Article on Caregiving. April 30, 2018

April is Parkinson's Disease Awareness Month. I've been posed five questions by the Parkinson Society British Columbia and I'll be answering one each Monday.

The final question is, "In your book, you talk about the three dimensions of caregiving. Can you please summarize these aspects of caring?"

Writing about anything forces the author to analyze the subject more carefully. When I thought about caregiving and the various aspects of it, it struck me that there were three different areas—I call them dimensions—of caregiving: the physical, the structural, and the emotional.

The physical dimension is the "how-to" side. How do I dress someone who can't stand? How do I give a bed bath without soaking the mattress? How do make sure my caree has taken her medications? You can learn these by trial and error, which will be hard on you and your caree, or you can recognize that they are what care aides and nurses do. Bring in someone, either from your local home care agency or a private nursing service, then watch. Ask questions. Practice. Unless you are a health care professional, you'll need to learn these things.

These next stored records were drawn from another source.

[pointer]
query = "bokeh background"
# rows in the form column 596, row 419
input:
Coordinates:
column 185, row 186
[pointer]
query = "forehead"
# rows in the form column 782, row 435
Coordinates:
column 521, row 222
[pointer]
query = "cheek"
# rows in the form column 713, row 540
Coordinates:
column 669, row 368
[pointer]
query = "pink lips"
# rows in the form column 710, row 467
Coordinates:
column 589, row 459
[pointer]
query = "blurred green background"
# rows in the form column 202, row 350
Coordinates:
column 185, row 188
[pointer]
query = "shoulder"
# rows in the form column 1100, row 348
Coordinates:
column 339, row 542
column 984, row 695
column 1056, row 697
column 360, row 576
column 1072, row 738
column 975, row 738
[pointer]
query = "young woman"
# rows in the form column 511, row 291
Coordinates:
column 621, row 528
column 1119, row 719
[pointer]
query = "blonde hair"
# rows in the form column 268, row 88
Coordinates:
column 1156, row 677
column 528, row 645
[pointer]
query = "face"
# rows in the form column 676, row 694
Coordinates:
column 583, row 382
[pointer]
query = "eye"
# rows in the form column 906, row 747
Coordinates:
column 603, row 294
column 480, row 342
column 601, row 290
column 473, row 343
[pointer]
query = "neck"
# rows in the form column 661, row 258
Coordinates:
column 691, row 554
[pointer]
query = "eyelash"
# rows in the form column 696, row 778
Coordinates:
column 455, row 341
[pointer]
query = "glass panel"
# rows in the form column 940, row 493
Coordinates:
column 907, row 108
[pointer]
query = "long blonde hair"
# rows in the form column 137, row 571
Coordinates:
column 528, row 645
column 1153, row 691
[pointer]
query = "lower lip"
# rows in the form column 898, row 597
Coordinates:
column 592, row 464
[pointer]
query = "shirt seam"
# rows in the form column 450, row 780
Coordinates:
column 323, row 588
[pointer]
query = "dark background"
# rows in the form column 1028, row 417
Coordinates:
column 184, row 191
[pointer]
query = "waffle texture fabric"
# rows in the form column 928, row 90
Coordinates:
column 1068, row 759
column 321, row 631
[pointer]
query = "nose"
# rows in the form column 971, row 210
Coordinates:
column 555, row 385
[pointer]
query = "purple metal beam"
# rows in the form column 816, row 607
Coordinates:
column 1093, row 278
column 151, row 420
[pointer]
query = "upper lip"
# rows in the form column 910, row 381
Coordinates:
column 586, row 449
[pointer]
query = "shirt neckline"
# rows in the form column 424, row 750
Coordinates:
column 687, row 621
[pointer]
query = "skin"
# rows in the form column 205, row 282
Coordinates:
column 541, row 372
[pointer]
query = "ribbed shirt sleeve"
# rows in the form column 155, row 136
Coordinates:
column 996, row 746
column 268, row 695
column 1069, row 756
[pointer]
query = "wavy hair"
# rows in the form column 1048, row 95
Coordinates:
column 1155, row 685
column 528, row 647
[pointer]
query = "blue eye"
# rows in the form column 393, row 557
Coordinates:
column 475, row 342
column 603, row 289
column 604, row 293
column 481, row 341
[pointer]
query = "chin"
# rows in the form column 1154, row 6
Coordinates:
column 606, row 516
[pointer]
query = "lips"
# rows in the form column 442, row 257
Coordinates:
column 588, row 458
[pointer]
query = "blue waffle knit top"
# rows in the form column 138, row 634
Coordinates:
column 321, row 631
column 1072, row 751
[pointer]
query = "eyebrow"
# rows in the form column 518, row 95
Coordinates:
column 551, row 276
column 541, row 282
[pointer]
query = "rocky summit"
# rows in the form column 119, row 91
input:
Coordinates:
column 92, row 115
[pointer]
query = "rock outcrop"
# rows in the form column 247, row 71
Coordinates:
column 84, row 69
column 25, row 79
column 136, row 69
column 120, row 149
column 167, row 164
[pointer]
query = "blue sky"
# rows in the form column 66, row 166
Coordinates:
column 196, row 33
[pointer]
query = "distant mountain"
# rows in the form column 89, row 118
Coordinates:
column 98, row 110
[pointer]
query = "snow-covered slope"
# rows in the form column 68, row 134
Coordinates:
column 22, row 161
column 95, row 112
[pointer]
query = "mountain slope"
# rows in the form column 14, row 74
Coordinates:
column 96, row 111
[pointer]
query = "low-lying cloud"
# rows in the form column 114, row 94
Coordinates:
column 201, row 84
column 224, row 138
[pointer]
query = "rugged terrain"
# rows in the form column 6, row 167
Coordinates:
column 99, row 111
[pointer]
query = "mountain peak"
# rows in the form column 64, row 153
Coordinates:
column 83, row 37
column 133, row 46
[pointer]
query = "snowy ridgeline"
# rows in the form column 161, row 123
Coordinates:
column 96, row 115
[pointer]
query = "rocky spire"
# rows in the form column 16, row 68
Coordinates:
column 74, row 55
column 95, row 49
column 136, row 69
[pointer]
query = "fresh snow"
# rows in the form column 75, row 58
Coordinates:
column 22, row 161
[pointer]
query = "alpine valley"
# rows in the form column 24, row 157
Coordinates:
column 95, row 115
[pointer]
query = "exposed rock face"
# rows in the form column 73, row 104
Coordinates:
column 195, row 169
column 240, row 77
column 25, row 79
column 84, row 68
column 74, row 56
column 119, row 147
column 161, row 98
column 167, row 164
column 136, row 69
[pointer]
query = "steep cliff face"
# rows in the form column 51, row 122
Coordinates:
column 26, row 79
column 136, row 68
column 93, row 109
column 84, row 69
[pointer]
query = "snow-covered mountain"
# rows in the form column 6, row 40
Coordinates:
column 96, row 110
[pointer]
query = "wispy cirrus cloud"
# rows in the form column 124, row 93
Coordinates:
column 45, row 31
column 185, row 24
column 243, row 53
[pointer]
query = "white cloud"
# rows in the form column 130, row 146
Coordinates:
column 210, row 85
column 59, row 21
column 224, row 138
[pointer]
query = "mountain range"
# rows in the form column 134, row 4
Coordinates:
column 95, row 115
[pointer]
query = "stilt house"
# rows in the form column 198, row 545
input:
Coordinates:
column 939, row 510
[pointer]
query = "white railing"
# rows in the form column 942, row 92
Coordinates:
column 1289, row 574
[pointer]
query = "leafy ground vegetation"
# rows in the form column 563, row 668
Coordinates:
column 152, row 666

The structural dimension is the set of activities that modify your home environment to make your and your caree's lives easier. Install grab bars in the shower. Reinforce your towel racks so your caree doesn't end up on the floor. Use soaker pads under the bedsheets to handle nighttime accidents. Remove scatter rugs unless you have a lot of insurance and love visiting the hospital. Consider changing interior doors to open outward so if your caree falls and is wedged against the door, you can open it without the risk of harming her. Consult an occupational therapist for advice on modifying your home or on devices you might use.

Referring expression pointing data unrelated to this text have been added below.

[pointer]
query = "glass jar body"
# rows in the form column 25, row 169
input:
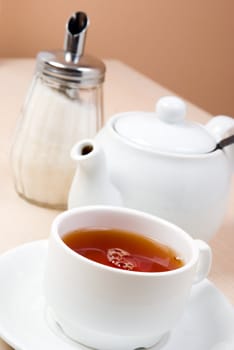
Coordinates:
column 56, row 114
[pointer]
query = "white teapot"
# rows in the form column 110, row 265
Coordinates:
column 160, row 163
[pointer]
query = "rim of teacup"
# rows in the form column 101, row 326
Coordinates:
column 126, row 211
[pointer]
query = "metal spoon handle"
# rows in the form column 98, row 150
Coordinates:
column 225, row 142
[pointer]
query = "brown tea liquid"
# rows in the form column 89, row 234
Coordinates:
column 122, row 249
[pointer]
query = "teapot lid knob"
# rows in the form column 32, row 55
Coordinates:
column 171, row 109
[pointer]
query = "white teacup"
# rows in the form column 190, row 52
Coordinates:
column 107, row 308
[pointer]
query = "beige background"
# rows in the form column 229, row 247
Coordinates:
column 185, row 45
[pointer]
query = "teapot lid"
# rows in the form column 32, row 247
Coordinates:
column 167, row 130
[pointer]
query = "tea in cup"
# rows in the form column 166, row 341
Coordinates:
column 118, row 278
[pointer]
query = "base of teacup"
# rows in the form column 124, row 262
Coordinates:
column 114, row 343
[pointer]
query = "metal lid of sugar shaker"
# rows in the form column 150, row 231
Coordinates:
column 71, row 64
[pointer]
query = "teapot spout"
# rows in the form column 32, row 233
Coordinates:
column 222, row 129
column 91, row 184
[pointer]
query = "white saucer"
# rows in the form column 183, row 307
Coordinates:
column 207, row 324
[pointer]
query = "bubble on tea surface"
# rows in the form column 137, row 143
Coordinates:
column 121, row 259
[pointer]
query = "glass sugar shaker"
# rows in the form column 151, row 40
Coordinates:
column 63, row 105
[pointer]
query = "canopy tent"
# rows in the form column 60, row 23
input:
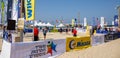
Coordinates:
column 43, row 24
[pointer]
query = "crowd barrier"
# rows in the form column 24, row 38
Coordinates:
column 39, row 49
column 77, row 43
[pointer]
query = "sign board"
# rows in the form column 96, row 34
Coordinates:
column 77, row 43
column 36, row 49
column 21, row 23
column 97, row 39
column 29, row 9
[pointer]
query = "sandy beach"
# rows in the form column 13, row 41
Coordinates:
column 106, row 50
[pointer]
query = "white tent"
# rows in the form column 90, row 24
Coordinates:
column 60, row 25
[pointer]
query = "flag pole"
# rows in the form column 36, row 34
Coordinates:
column 21, row 31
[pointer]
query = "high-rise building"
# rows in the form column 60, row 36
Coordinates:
column 102, row 22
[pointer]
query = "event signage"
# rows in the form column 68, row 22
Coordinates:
column 37, row 49
column 77, row 43
column 29, row 9
column 21, row 23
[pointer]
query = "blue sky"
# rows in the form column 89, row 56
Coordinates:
column 50, row 10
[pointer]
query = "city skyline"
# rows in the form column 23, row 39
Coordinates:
column 51, row 10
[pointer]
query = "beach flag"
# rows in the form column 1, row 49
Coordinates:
column 2, row 6
column 19, row 6
column 57, row 21
column 73, row 22
column 29, row 9
column 9, row 9
column 15, row 10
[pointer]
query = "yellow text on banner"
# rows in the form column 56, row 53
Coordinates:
column 29, row 9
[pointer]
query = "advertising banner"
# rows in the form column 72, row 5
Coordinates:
column 98, row 39
column 77, row 43
column 56, row 47
column 21, row 23
column 29, row 9
column 28, row 50
column 15, row 10
column 38, row 49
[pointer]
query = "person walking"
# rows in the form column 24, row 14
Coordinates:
column 36, row 33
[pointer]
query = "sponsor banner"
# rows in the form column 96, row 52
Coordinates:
column 21, row 23
column 28, row 50
column 97, row 39
column 39, row 49
column 56, row 47
column 9, row 9
column 77, row 43
column 29, row 9
column 15, row 10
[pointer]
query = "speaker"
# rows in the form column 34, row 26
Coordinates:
column 11, row 25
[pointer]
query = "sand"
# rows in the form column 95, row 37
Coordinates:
column 106, row 50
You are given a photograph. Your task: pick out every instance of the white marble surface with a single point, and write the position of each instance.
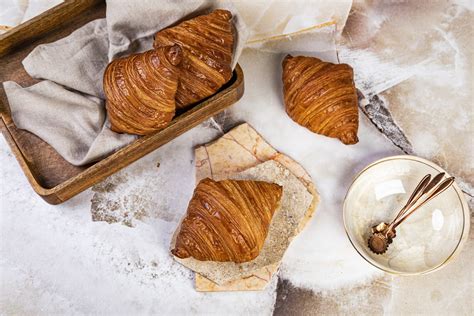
(57, 260)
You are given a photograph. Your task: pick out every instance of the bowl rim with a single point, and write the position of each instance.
(462, 200)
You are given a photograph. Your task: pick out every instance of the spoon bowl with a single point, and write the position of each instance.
(426, 240)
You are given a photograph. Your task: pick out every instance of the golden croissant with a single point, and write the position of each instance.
(321, 96)
(207, 41)
(227, 220)
(140, 90)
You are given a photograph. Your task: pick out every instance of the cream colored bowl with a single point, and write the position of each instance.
(426, 240)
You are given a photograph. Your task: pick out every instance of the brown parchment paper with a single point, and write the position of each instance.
(240, 149)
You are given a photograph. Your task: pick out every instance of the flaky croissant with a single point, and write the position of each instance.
(140, 90)
(227, 220)
(321, 96)
(208, 42)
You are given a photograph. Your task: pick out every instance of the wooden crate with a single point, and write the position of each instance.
(52, 177)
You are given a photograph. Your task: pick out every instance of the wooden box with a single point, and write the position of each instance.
(53, 178)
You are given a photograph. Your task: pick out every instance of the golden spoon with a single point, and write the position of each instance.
(383, 233)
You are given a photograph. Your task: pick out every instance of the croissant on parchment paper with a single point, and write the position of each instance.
(140, 90)
(321, 96)
(227, 220)
(207, 41)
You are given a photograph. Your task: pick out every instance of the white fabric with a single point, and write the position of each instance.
(70, 99)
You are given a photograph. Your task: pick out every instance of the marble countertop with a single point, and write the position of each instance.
(106, 250)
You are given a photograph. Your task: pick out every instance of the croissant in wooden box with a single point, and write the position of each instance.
(321, 96)
(227, 220)
(140, 90)
(207, 41)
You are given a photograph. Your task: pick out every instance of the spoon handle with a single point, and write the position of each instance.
(414, 196)
(439, 189)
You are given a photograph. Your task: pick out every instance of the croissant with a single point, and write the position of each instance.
(321, 96)
(227, 220)
(140, 90)
(208, 42)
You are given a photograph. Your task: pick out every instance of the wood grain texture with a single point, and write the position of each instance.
(43, 23)
(49, 174)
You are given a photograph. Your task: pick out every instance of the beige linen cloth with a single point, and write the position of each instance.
(67, 109)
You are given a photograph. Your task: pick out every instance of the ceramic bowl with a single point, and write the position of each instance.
(425, 241)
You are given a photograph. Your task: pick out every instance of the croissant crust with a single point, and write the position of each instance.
(208, 42)
(227, 220)
(321, 96)
(140, 90)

The structural dimension also includes things you can do to ease your mind. Register for a medical alert service. Install a lockbox by your front door with a housekey for emergency services or care aides to use and give the code to the service. Carry a wallet card with emergency contacts in case you are incapacitated while you're away from the house.

The emotional dimension deals with the turmoil that caregivers report. Grief, anger, despair, are normal. In part, this is because caregiving is 24 hours a day, seven days a week. It doesn't have the away time that all other jobs have. And in part, it's because of the pain of watching someone you love decline and knowing there's nothing you can do to stop it.

Just as with Parkinson's, there is no cure for caregiving, but there are treatments. Make time for yourself. Bring in a care aide from the home care agency. Register your caree for a day program. Place her in a respite home for a few days. Then use the time for the things you enjoy. Even taking an hour before bedtime when she's asleep to read or do puzzles or listen to music can relax and ease your burden. You still have a life and a responsibility to yourself to live it.